State troopers watching the water tell WHNT News 19 injuries, crashes and even deaths are up in 2019 compared to this time last year. The latest happened this week when a man in Limestone County went missing at Wheeler Lake.

Joseph Miller isn’t one to waste a calm evening on the water.

“I was trying to go two or three times a week,” Miller said.

With about three hours to sunset, he and his uncle have plenty of time to cast a line.

“I like to have a spotlight or a flashlight. A depth finder is important so you can see the stumps,” Miller said.

“This lake becomes a totally different animal at night. When you get on the lake at night, no illumination, you think you know the lake, you don’t,” trooper Chuck Ellis with ALEA’s Marine Patrol Division said.

One week before summer officially begins in Guntersville, traffic to the lake is increasing. And places like Lake Shore Tackle are poised for the rush.

Mary Brewer, whose son Shannon took over the roadside shop, says more cars and trucks zipping down Highway 431 make a seemingly simple task like backing in a boat a little treacherous.

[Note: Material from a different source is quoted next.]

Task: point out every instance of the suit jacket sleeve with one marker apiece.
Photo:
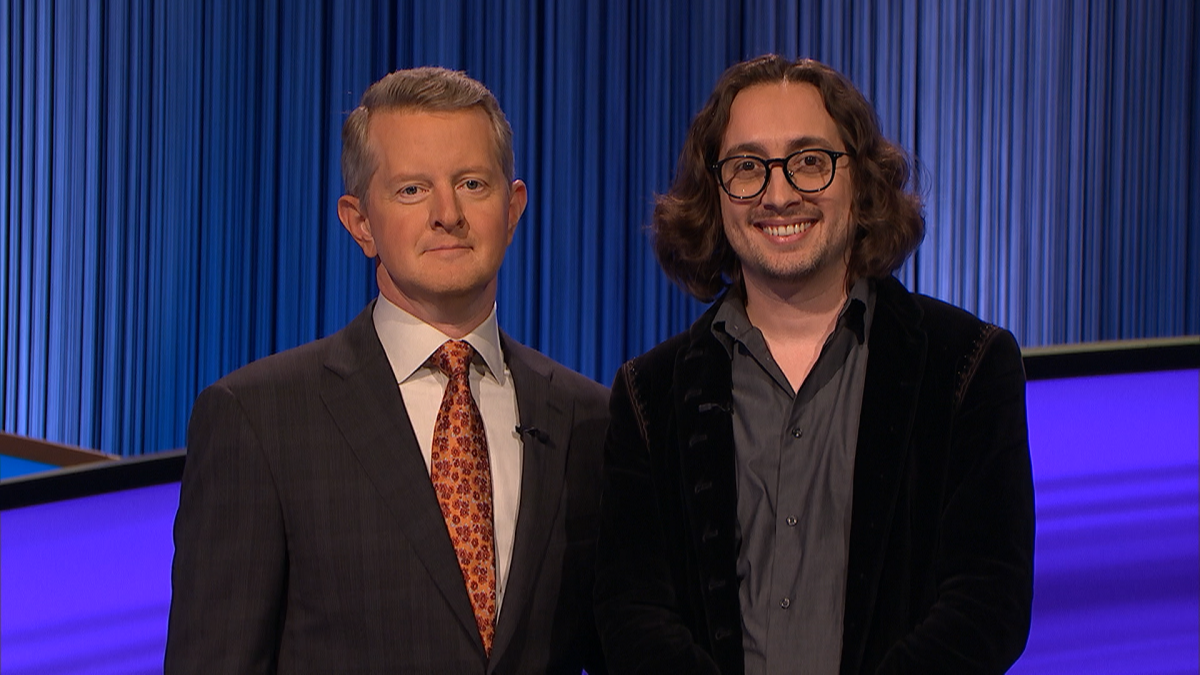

“Because it starts at 65 mph right as you get off the river bridge,” Brewer said.

Even once parked and in the water, Ellis says you’re not exactly in the clear.

“You hear about boats running into each other. Are they not looking?” Brewer said.

Ellis says from last October through mid-June, marine troopers have counted close to 60 accidents and 13 fatalities on the water in Alabama. So what more can be done to make sure boaters make it home safe? He says a big one, wear life jackets.

“When the boat’s going under, it’s too late to be looking for that life jacket,” Ellis said.

Fortunately, Miller says in around 30 trips to the lake this spring, he has yet to be on the receiving end of any close calls with fellow boaters.

“Most people are pretty courteous,” Miller said. “They’ll slow down if they’re coming in too close. I don’t mind people fishing around us.”

Trooper Ellis says by law, boaters must have one life jacket per person on board. Just like driving a car, if your blood alcohol level is above .08, that’s over the limit. If they catch you intoxicated, it’s no boating for three months and they can slap you with a $2,100 fine.